Tortura policial é herança da Ditadura Militar
A Ditadura Militar e a atuação das polícias nas periferias do Brasil nos dias de hoje têm uma relação mais estreita do que se imagina. Para a integrante do grupo Tortura Nunca Mais, Cecília Coimbra, uma das principais heranças deixadas pelo regime é a
Publicado 03/09/2007 21:27 | Editado 04/03/2020 17:12
Em entrevista à RadioCom de Pelotas, a ativista aponta que polícia ainda utiliza mecanismos que se destacaram durante a Ditadura Militar, como a tortura e os extermínios. Técnicas que ganham respaldo na sociedade por meio das coberturas jornalísticas, que transformam a repressão da polícia em algo necessário para manter a segurança nas grandes cidades.
“No Brasil, sempre se torturou. Não foi a ditadura que inventou a tortura. O Brasil, desde que foi descoberto, tortura: tortura índio, negro, pobre, o diferente. Mas o que aconteceu durante a ditadura, é que a tortura se tornou uma política oficial do Estado brasileiro. E foram torturados, naquele momento, inclusive integrantes da classe média. Naquele momento, se sofisticaram uma série de técnicas de tortura, que hoje continuam sendo utilizados contra a pobreza. Por exemplo, aqui no Rio é muito comum, são os chamados de auto de resistência. É algo que já existia antes da Ditadura mas foi largamente utilizada por ela, que consiste em você matar o sujeito e depois vai para a delegacia e diz que houve reação à prisão. O cara é assasinado, é extermínio mesmo”, relata.
Apesar de adotarem as mesmas técnicas, as torturas utilizadas hoje pela polícia e na Ditadura Militar possuem diferenças. No regime militar, a tortura foi institucionalizada como mecanismo de luta contra a população considerada terrorista. Hoje, o uso da violência para manter a segurança é velado. Além disso, aponta Cecília, a tortura durante a Ditadura atingiu pobres e classe média, sem distinção de classe social, o que já ocorre atualmente.

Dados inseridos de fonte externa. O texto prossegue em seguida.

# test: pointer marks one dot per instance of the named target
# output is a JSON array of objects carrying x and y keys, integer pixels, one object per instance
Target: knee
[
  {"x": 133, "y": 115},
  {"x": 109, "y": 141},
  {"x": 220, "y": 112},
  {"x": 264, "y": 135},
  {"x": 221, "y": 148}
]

Para a ativista, o reconhecimento da violência pelo governo brasileiro é positivo na tentativa de julgar os agressores. Mas não basta. As entidades de direitos humanos querem que o governo abra os arquivos da Ditadura Militar, a exemplo do Chile e da Argentina, para condenar os torturadores. “O Brasil, pela primeira vez, reconheceu oficialmente que o Estado brasileiro torturou, seqüestrou, ocultou cadáveres. Pela primeira vez o Estado assumiu e isso é importante. No entanto, em nenhum momento o Estado abriu os arquivos da Ditadura. É uma coisa até meio perversa, porque os parentes das vítimas é que têm que comprovar o que aconteceu, que o seu parente estava sob a tutela do Estado”, diz.
Mais de 180 pessoas desapareceram durante a Ditadura Militar, ou seja, foram mortas. Milhares sofreram torturas. No entanto, nem todas as famílias receberam indenizações do governo federal. Cecília afirma, ainda, que muitos torturadores trabalham em órgãos do poder policial e da Justiça. É o caso de embaixadores que monitoravam brasileiros oposicionistas que viviam no exterior e que ainda estão na ativa.
Em 1995, o presidente Fernando Henrique Cardoso criou uma comissão para tratar do tema dos desaparecidos políticos, mas pouco se avançou no julgamento dos torturadores. “O Brasil, infelizmente, é um dos países mais atrasados em relação ao resgate da memória. Nos anos 70, o Brasil exportou suas técnicas para outras ditaduras latino-americanas recém instaladas. O Brasil exportou a figura do desaparecido político, o manual de tortura e os torturadores. Temos o conhecimento de vários brasileiros que interrogaram chilenos, uruguaios e argentinos e ensinando técnicas de tortura”, afirma.